2) B - The spectra are slightly shifted, indicating a difference in relative speed. The lines are consistent for both spectra, so the composition is the same.
3) C - They shot alpha particles in their experiment and were expecting them to pass right through with minimal disturbance
4) C - Main sequence is the “stable phase” so P is earlier on, R is a red star, and S has the lowest luminosity.
5) D - we need a constant change to have a non-zero reading, but we only have a brief one.
6) A - λ = b/T can be turned into y = b/x which is a hyperbola with asymptote as T/x = 0, only A shows this.
7) D - Lenz’s law wants to keep the magnet, so a North pole needs to be made, using right-hand grip rule to find what why the current needs to flow shows D as the correct answer.
8.) A - Hubble’s equation used parsec, and he found a linear relationship between them.
9) D - This is just using the formula (or intuition). The orbital period is T^2 = r^3, so bigger radius is a longer period. Potential energy is U = -1/r, so bigger the radius, the closer the answer is to 0. We want the greater total energy, so we want the one closer to 0. The minus in this equation DOES count.
10) A - I = I_max*cos^2(30), since we don’t care what I_0 is, set it to 1. cos^2(30) = 0.75, 0.75/1 = 0.75. It showed light was a wave.
11) C - r^3/t^2 = r^3/t^2 let one of them be earth, the other be the dwarf planet.

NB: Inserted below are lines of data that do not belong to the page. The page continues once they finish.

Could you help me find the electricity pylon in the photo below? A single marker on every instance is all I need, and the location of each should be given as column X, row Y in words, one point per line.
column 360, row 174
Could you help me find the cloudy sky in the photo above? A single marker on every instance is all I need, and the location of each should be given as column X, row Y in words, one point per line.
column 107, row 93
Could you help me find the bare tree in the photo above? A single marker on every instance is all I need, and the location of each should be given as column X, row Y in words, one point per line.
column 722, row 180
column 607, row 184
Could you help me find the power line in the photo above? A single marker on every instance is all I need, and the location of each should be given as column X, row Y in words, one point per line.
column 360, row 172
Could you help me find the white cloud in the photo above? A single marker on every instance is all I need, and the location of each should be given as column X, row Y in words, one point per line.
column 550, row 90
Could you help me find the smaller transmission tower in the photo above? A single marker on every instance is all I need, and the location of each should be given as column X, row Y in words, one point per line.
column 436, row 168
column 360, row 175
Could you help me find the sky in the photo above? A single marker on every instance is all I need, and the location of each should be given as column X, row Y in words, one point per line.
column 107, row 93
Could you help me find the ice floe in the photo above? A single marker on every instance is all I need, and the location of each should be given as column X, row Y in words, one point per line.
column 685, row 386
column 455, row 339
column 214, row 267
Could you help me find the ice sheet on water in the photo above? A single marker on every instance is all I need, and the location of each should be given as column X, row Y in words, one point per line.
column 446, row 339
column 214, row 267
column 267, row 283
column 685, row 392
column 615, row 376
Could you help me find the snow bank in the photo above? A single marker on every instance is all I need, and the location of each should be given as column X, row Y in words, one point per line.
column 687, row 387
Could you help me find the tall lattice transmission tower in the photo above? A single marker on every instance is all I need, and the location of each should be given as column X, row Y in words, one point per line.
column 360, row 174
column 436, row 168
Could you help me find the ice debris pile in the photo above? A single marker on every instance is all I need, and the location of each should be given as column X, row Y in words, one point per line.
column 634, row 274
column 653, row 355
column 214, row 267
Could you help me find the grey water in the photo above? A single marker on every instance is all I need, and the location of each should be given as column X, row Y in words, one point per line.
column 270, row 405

12) A - This is a neutron to a proton transformation which is a Beta- decay, which emits an electron
13) B - E = hf -> E = h c/λ = 3.06*10^-19. # of photons = power/E = 0.03/(3.06*10^-19) = B
14) B - v = sqrt(GM/r) double r, we get 1/sqrt(2) = 0.707
15) C - d is the distance between slits, theta angle from slits, so just use trig.
16) D - F = Eq -> mg = Eq -> E = mg/q. However, this is to just make the particle move horizontally (since net force is now 0) so times everything by 2, to mimic mg in the opposite direction. E = 2mg/q
17) D - This one is pretty difficult, and this is the best answer I could come up with. Resistance SLOWS the electrons. Since nothing is changing apart from the speed, it’ll take longer for the electrons to hit the screen, meaning more influenced by gravity, so it should fall down very slightly.
18) B - When the wire enters the field, Lenz’s law states it will try to oppose that change, so the loop with try to make a magnetic field out of the page, this translates to current flowing anti-clockwise - opposite to the battery’s flow, meaning the lightbulb should get dimmer, eliminating A and C. When the loop leaves the field, it’ll do the same thing, but in the opposite direction, so the lightbulb will get brighter than originally. D never gets brighter than that, so B is left.
19) A - From what I’ve gathered from the internet, (Y+Z) - (W+X) will always be positive (unless Z is negative, which can’t happen) meaning that no matter what Z is, this reaction will give off energy. It has nothing to do with binding energy. Again, this one probably is wrong, because I actually have no clue
20) B - A is wrong since the cube is still in a circular motion, so it is accelerating. C is wrong because if this were true, the cube would not be stationary on the blackboard. D is wrong because of the formula F = mu*N, yes they are perpendicular, but it doesn’t make them independent. A more in-depth answer is that the formula for frictional force is a cross product, not a dot product.